Typing sounds. But that’s not writing you say, but typewriting, echoing Capote’s criticism of Kerouac’s On the Road, the first draft produced on a single roll of paper fed through his typewriter: no yoke.

And repetition is instruction, to repeat, to teach or learn, often with little relief, as we are made to recite or duplicate. But in the distance we hear the stammerer, needlessly repeating, though stammer he must, to get it out, battology, swinging away in the batting cage, practice, repetition, swing, swing, swing. If the ball is claim, the bat grounds, flight is assumption. Going, going, gone! And a rose is a rose is a rose is a rose, said Gertrude Stein, and we can imagine her writing teacher’s penciled comment on little Gert’s paper: “wordiness.” Yes, but, well, isn’t that what she’s getting paid for?

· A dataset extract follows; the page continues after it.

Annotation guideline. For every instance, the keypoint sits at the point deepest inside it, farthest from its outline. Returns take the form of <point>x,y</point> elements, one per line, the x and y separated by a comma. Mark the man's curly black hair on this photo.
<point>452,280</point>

“Simplicity, simplicity, simplicity!” rants Thoreau in the “Where I Lived, and What I Lived For” chapter of Walden (86), an example of epizeuxis, (ep i zeux’ is), a figure of repetition, a word repeated in succession for emphasis. Yet two sentences down, Thoreau seems to realize a mistake, or maybe he’s just tired himself out, and he says, “Simplify, simplify,” twice only, without the exclamation. But he’s followed his own advice, having simplified his epizeuxis, for now, diminishing the repetition by one. But, at the same time, a contradiction appears, for he’s up to five.

Thoreau repeats the word simplicity ten times throughout Walden, the word simple, twenty-five times, but the imperative, simplify, the argument of proposal, he repeats only twice, but in the figure of repetition, epizeuxis, which is to say, he says it simply once.